La recherche ne parvenait pas à relancer la stimulation du système immunitaire contre le VIH. C’est maintenant chose faite. Dans l’essai Vaccil-2, 57,5 % des patients vaccinés, contre 25 % dans le groupe de contrôle non vacciné, ont développé une réponse immunitaire – c’est-à-dire une formation d’anticorps et une mobilisation de cellules tueuses – spécifique au VIH. Vingt-quatre pour cent des personnes vaccinées n’avaient pas eu besoin de reprendre leur traitement trois mois après l’interruption : le système immunitaire des patients avait contenu la charge virale. Ils devront cependant le reprendre un jour ou l’autre. Comme toute vaccination, celle-ci est plus ou moins durable, et il n’a pas été prévu dans le protocole expérimental de l’essai de revacciner ces patients.
Pourquoi 75 % des patients ont-ils dû, eux, reprendre rapidement leur traitement ? Même si Kazatchkine rappelle que « l’importance réside dans le fait que 25 % aient pu ne pas redémarrer leur trithérapie », il explique que, « dans le groupe vacciné, la durabilité de l’effet est directement proportionnelle à l’intensité de la réponse immunitaire provoquée. Si 75 % des patients n’ont pas répondu, c’est qu’ils n’ont probablement pas eu assez d’induction de réponse immunitaire. » Un autre facteur a également été noté par l’équipe de La Pitié-Salpêtrière, qui a coordonné l’essai Vacciter : la réponse vaccinale a été maximale après deux injections, puis a diminué avec les troisième et quatrième. Une amélioration de ces résultats, déjà inattendus, est donc envisageable en se limitant à deux injections. Cette observation sera vérifiée au cours des prochains essais.

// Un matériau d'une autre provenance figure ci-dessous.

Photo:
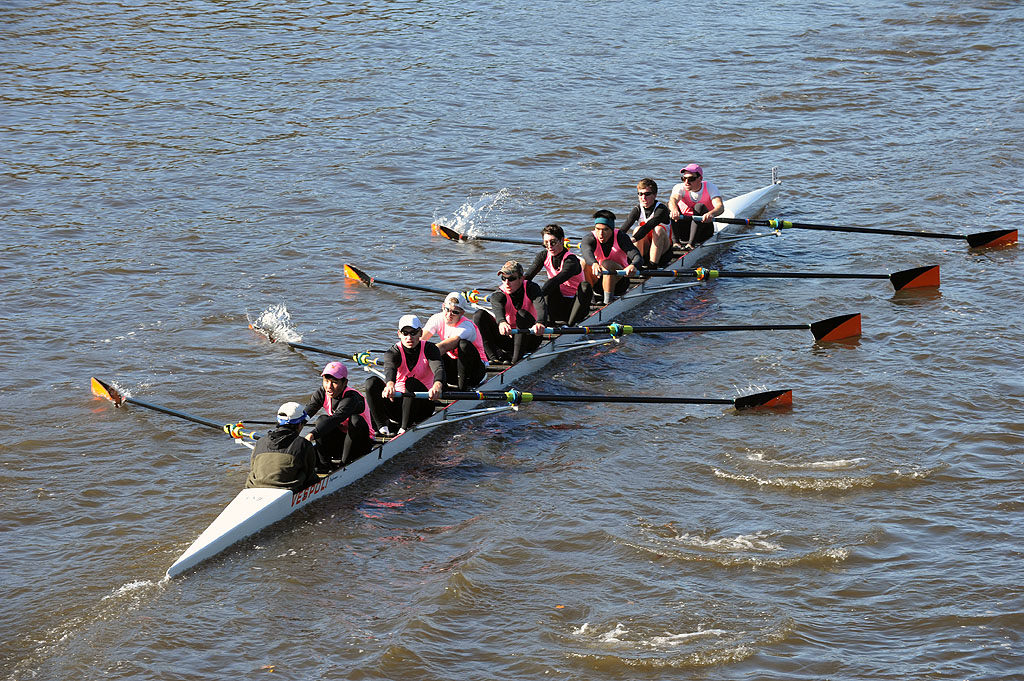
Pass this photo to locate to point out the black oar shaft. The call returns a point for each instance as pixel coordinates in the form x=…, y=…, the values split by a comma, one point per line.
x=171, y=412
x=766, y=274
x=580, y=331
x=403, y=285
x=836, y=227
x=641, y=399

Car cette bonne nouvelle ne signifie pas qu’un vaccin sera demain sur le marché. Mais la marge, estimée il y a peu encore à une décennie, s’est considérablement réduite. Il n’est pas utopique d’envisager l’accès à cette vaccinothérapie d’ici à trois ou cinq ans. « Elle soulagera des séropositifs, dans un premier temps, rappelle Kazatchkine, en leur permettant de suspendre les trithérapies, qui sont très contraignantes et entraînent de lourds effets secondaires parfois très mal supportés. Ou bien elle sera administrée en synergie avec les antirétroviraux, la tolérance aux multithérapies faiblissant avec le temps. Dans le futur, il est possible d’envisager que ce vaccin soit administré à des séropositifs pas encore sous traitement. Mais il faut être prudent, ce sont les futures stratégies d’essai. » Un autre écueil à la commercialisation se présentera : la production. Un laboratoire devra se porter candidat. Des industriels possèdent « ces résultats depuis plus d’un mois, mais ils n’ont pas encore réagi », souligne le directeur de l’ANRS. Ils devraient se mobiliser quand ils comprendront l’étendue du marché.
Outre les pays du Nord, les pays du Sud, cela ne fait aucun doute, seront intéressés par la thérapie vaccinale. Son coût, son mode et sa fréquence d’administration en font une solution thérapeutique bien plus accessible que les coûteux antirétroviraux, qui ne sont toujours pas disponibles au Sud et ne devraient malheureusement pas l’être pendant longtemps.